The day will kick off with a coffee reception at the Walker County Museum: Gibbs-Powell House at 9:15 a.m., while members of Sam Houston State University follow the ROTC as they make their traditional march from Old Main Pit down to Sam Houston’s gravesite at Oakwood Cemetery.

Guests will meet at the gravesite at 11 a.m. to celebrate the life of Sam Houston and his great contributions to the state of Texas on his birthday. The Texas general’s descendants will lay the ceremonial wreaths at Houston’s grave and enjoying the words of a group of exciting speakers. This year’s featured speaker will be Michael Wilson, a seventh-generation Texas native, who is a member of the Sons of the Republic of Texas and the Lone Star Volunteers, followed by the much anticipated “Baptized a Texan” ceremony.

As a tradition for many years now, members of the community and tourists who were not born at Texan will kneel in front of Sam Houston’s grave as a their foreheads are dotted with pond water by Patton. Baptized participants will walk away with a commemorative gift bag from the City of Huntsville Tourism Department.

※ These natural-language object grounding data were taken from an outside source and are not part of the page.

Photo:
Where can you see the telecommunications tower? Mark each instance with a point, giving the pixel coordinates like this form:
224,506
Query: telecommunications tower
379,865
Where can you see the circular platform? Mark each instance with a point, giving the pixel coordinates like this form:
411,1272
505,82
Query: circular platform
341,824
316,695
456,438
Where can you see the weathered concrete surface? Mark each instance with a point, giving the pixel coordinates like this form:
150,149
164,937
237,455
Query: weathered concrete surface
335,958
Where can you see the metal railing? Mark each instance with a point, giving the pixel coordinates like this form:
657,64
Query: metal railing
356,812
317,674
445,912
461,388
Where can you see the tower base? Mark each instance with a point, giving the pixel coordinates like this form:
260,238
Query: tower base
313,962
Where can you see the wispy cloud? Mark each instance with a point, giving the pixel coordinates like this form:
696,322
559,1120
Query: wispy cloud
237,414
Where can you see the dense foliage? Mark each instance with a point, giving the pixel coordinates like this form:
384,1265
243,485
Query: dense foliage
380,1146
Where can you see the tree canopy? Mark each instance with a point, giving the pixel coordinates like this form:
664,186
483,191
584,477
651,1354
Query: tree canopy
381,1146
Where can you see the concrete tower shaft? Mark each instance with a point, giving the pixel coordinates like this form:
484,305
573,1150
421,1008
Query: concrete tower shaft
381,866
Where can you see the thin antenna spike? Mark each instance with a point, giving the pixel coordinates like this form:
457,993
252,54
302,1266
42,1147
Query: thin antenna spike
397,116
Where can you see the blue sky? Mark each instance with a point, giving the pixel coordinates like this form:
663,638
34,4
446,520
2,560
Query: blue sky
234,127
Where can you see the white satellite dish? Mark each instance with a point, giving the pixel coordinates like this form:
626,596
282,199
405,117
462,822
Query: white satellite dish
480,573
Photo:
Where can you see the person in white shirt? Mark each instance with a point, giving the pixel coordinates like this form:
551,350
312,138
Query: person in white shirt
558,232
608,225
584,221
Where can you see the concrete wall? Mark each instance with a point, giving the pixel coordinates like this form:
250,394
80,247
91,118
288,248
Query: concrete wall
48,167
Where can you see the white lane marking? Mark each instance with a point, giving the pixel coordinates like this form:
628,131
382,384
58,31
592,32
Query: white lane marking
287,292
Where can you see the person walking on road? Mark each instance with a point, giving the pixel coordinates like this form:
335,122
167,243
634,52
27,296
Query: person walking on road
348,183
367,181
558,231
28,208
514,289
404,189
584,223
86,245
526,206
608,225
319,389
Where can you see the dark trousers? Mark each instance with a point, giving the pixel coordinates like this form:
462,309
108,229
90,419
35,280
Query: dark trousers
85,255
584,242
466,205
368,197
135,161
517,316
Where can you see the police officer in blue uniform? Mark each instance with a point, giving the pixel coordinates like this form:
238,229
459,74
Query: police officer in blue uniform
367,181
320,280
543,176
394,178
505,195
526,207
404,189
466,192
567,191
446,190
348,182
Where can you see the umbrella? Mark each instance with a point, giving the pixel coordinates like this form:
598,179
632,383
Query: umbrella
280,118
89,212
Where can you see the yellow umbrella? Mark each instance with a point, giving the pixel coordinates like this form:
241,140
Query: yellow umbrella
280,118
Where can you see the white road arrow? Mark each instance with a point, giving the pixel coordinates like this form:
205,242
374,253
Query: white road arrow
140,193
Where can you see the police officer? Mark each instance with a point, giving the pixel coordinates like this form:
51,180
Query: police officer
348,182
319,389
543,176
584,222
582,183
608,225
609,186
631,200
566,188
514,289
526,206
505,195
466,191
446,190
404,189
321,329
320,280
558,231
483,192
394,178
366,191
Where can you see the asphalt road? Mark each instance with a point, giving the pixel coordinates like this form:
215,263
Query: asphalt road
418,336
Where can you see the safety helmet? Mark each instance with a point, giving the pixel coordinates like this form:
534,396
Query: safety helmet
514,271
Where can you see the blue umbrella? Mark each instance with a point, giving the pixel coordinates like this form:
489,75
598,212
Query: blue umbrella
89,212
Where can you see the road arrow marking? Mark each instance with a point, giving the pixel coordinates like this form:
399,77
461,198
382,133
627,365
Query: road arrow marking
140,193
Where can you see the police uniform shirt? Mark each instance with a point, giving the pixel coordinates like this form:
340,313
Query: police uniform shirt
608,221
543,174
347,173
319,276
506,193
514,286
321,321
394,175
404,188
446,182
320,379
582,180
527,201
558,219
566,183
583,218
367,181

After the ceremony, a catered luncheon at the Sam Houston Statue Visitor Center will be available to those that RSVP, followed by the “Toast to Texas” outside of the statue to conclude the day’s events.

“It’s a pretty full day, but it’s a lot of fun,” Patton added.

In the case of inclement weather, the gravesite ceremony will instead take place at 11 a.m. at the SHSU Natural History Museum, located at 2405 Avenue I in Huntsville.